この根暗女は昔からそうだ、事あるごとに昔を引き合いにしてからかってくる。
こういう時、俺は少しこいつが嫌いだ。
思い出したくもない過去なんて誰にだっていくらでもあるし、ことさら俺の場合黒歴史が大きすぎる。
「ちょっと、悪かった! 悪かったって! もー謝ってるでしょ?」
猫背気味の背をさらに丸め早足に坂道を登る俺に追いつくと、へらへら笑いながら真田は俺の背をぽんぽんと叩く。

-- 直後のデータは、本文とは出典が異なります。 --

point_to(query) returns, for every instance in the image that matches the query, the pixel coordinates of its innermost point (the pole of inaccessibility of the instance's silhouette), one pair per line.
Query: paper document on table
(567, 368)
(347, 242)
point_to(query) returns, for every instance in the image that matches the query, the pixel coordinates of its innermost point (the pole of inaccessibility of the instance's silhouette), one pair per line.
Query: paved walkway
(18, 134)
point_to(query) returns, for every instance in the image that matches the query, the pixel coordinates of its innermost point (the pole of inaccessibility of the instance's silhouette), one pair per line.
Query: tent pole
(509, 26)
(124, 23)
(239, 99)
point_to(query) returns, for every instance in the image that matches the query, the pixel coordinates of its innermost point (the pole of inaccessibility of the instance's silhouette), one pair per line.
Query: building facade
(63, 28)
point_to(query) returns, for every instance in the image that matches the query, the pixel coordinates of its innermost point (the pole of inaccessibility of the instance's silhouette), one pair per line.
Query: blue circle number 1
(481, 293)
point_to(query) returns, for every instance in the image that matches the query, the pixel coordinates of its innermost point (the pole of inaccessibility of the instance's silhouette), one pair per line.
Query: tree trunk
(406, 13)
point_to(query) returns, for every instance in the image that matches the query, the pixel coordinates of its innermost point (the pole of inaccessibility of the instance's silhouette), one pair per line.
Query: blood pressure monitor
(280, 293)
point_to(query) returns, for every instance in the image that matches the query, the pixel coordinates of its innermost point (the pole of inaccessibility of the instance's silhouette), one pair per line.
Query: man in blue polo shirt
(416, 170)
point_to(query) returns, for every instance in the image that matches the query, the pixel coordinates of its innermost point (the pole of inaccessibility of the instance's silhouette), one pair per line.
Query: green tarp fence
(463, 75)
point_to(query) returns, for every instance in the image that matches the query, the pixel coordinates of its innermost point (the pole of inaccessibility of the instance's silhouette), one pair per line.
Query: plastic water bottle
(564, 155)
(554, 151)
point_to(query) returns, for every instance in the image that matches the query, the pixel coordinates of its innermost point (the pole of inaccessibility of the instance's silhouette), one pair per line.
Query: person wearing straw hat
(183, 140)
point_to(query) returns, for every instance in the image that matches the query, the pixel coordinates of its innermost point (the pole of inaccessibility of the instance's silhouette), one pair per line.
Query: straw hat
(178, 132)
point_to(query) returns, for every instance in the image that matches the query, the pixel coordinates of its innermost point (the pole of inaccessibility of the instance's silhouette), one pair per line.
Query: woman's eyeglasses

「お前の悪いところは思ってもないことを平然と言うところだ」
「ふふ、それを言うならドドメもだよ」
真田がそう言って立ち止まるものだから、驚いて俺も振り返る。
「……何の話だ」
「わかってるでしょう? 私が君と一緒にいる『理由』」
ああ。
俺は知っている。
この女が俺を見ている訳を、俺がこいつに見せた過去を。
「わかってるよ、くだらないことだ」
わかっているのだ、この悪趣味な女と自分は相当に相性がいい。
きっとこの女は俺をみて面白がっているし、また俺はそれを拒むつもりがない。
この腐れ縁はきっと切れない、この悪趣味で不健全で絶望的なまでに毒々しい関係は、彼女が死ぬか、俺が死ぬかのどちらかでしか終わらない。
「案外気に入ってるくせに」
「うるせぇよ根暗女」
再確認するかのような言葉の後に再び歩き出す。
他愛もない会話と、腐れ縁と、少しの特別。
人として最低限の変わらない今日を過ごすための『約束』に、俺はまだしがみついている。
*
桜の舞い散る様子を見て、やはり彼は何も感じないのだろう。
私は猫背の彼の制服の肩に乗る桜を見てすこし微笑みつつ、そんなことを考える。
彼は穴があったら入りたい、そして誰か良ければ土をかけてくれ。
というような人間で、言うなれば『死にたがり』である。
そのくせ優しくて、そのくせ強がりだ。
私はそんな彼が気に入っている。
彼が喜ぶさまを見たいし、彼が落ち込むさまも見たい。
人は彼を「死体」と呼ぶけれど、私はこうも思う。
きっと彼は花火なのだ。
丹精に作りこまれ、火をつけられるときを待っている。
鮮やかに燃え、華やかに散る。
きっと、いい死に方をしなかったと、バッドエンドだと言われようと、彼はきっとそう生きる。
確信めいたときめきを胸に感じ頬が自然に上がる。
その生き方を、その散るさまを、誰より近くで見つめたい。
きっとそれは美しくて、そして醜い唯一無二の華にちがいないから。
彼はドドメ。
浅霧百々目。
あの日交わした約束によって私たちは繋がれている。